Elektrische Schreibmaschinen ziehen ihre Kraft aus der Steckdose. Federleicht sind ihre Tasten zu betätigen, und die Sehnenscheidenentzündung der Maschinenfräulein verflossener Technikepochen gehört der Sozialgeschichte der Berufskrankheiten an. In jedem Fall ist der Kraftaufwand wesentlich geringer.
Die elektrische Schreibmaschine steigerte die Schreibgeschwindigkeit und machte die Schreibarbeit zum Vergnügen. Korrekturtasten boten die Möglichkeit, fehlerhaft geschriebene Wörter sauber zu ersetzen. Wörter und Satzteile können hervorgehoben, das heißt gefettet, gesperrt oder kursiv gesetzt werden.
Einige dieser inzwischen preiswerten Schreibautomaten verfügten bald über einen kleinen elektronischen Arbeitsspeicher, einen „Puffer“, der die letzten Zeilen oder Sätze speicherte. Im Bedarfsfall konnten diese vor dem Ausdruck noch einmal überarbeitet werden.
Textverarbeitungssysteme versus Schreibmaschine
Wesentlicher Nachteil des mit Maschine geschriebenen Textes war, dass er bei Überarbeitung neu abgetippt werden musste. Wer schon einmal – vielleicht sogar im Zwei-Finger-Such-System – ein Manuskript von 200, 400 oder gar 600 Seiten getippt hat, ist erlöst, wenn endlich das letzte Zeichen gesetzt ist. Und dann alles noch einmal um- und abschreiben, nur um es in die endgültige Form zu bringen? Das ist viel verlangt.
Folglich gab es nur wenige Autoren, deren Rohmanuskripte druckreif waren. Die Lösung dieses Konflikts lieferte der Fortschritt auf dem Gebiet der Mikroelektronik. Bald lösten Textverarbeitungssysteme mit Bildschirm und Diskettenlaufwerk die Schreibmaschine ab. Diese waren anfangs enorm teuer und ausschließlich für den Einsatz in Büros bestimmt.

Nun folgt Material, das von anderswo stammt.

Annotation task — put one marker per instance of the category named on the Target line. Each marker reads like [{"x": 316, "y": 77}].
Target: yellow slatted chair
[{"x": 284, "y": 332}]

Einen Quantensprung in der Entwicklung stellten dann preiswerte PCs, mit denen das „Tippen“ in kürzester Zeit revolutioniert wurde. Die Möglichkeiten des Schreibenden, sich und sein Werk zu präsentieren, erfuhren dadurch einen enormen Aufschwung. Schreibmaschinen sind out und werden nur noch in kleinen Stückzahlen für Liebhaber hergestellt.